All of these products act as funnels to feed data that helps us create the most complete view possible of the local healthcare system performance, the supply and demand of medicines, and disease prevalence.

What has been the biggest challenge so far and how did you solve it?

The co-founder of a company I worked for told me, “Challenges never get easier, just different.”

That’s totally true and makes choosing the biggest challenge hard. 

Each period has its own biggest challenge. In the earliest days, it was getting people to believe in us, finding our co-founders, and getting any kind of traction. Then it was getting our first customers and users. Now it’s delivering on our promises to our first customers. In the future, I’m sure it’ll be something else.

What tool or app could you not live without and why?

Calendly saves me so much time when scheduling meetings and calls. Send someone the link, and they can directly book meetings in my calendar based on my availability. is the best meeting transcription app. I don’t have to worry about taking notes in meetings—everything is captured and searchable. 

Spark is an email app that reorganizes your inbox based on priority. I like having “Inbox 0,” but that seems almost impossible in recent weeks.

What marketing strategies have worked for you?

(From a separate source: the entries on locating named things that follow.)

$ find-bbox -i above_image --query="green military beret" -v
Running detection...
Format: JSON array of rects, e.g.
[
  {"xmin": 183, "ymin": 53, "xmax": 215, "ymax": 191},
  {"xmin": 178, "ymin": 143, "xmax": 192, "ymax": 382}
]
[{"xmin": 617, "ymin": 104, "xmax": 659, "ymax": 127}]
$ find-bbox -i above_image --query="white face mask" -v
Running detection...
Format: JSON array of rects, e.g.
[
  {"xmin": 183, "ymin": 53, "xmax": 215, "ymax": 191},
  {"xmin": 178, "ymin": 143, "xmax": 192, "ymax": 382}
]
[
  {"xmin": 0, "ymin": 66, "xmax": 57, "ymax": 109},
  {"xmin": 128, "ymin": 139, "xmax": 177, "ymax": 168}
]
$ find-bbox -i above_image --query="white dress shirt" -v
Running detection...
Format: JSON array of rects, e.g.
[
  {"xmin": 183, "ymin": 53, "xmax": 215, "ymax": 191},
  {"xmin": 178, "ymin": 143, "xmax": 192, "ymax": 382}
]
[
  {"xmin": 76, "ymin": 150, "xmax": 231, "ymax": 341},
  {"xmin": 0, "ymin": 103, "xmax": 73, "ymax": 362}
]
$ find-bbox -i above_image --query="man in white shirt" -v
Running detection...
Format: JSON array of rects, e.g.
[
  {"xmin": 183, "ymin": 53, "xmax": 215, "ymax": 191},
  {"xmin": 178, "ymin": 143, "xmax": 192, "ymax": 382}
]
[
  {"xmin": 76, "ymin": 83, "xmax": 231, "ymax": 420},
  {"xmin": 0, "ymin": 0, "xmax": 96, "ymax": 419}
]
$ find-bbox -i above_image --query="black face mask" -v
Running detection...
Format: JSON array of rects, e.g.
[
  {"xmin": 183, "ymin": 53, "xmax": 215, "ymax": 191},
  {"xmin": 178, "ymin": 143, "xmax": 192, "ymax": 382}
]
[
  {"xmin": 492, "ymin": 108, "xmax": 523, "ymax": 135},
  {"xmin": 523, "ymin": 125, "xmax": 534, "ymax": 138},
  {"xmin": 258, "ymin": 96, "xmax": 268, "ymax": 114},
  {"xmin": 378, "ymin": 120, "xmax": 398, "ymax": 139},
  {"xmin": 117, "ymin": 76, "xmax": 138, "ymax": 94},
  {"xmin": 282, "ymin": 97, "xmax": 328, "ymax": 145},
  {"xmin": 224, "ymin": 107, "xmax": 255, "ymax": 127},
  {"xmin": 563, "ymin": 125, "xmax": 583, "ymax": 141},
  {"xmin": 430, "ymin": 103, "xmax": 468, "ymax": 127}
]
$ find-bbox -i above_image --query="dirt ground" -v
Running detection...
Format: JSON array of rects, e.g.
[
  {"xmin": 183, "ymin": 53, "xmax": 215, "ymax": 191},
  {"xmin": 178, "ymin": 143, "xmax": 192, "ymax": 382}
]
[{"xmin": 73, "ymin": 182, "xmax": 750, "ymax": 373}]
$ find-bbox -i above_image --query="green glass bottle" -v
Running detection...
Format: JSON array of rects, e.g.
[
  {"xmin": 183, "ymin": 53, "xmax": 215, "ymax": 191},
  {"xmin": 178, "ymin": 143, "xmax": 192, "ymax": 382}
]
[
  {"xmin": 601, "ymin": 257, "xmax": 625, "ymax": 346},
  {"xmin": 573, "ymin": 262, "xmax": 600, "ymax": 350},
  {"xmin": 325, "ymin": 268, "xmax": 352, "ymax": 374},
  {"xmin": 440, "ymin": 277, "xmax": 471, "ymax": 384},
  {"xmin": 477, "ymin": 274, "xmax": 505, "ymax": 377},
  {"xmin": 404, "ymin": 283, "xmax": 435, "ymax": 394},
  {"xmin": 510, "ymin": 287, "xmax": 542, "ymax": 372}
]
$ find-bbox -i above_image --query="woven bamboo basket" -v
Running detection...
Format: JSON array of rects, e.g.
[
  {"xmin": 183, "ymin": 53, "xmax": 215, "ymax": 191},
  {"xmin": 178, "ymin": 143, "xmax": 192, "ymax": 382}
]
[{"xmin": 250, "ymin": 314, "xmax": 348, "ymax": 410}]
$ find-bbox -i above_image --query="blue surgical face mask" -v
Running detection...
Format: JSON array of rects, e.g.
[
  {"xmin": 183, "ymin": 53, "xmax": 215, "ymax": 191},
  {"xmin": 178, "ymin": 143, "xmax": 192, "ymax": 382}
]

We have invested some time in content marketing on LinkedIn and in speaking at conferences. We haven’t really invested in online marketing, but that is going to change in the coming months.

What’s the best specific piece of advice you have for other entrepreneurs?

You need to master quantum thought, the ability to hold one idea in your mind and simultaneously hold a contradictory and opposing thought. For example, have unwavering belief in yourself, your team, and your ability to deliver, but at the same time, see all the ways in which you could fail. 

Only by mastering quantum thought can you make the necessary adjustments and not get discouraged by the MANY defeats.

What does your company’s trajectory look like over the next five years?

If we manage to achieve even a fraction of our potential, we will become a large global player, working across Africa, Latin America, and Asia. More and more health data is generated every day in emerging economies, but it remains underutilized, making the need for our solution grow. 

Since we’ve been backed by Google, the expectation is to become a significant contributor to improving health systems, investment, and returns in the healthcare space. We also plan to nurture software development capacity in these markets by investing in university graduates and entrepreneurial talent.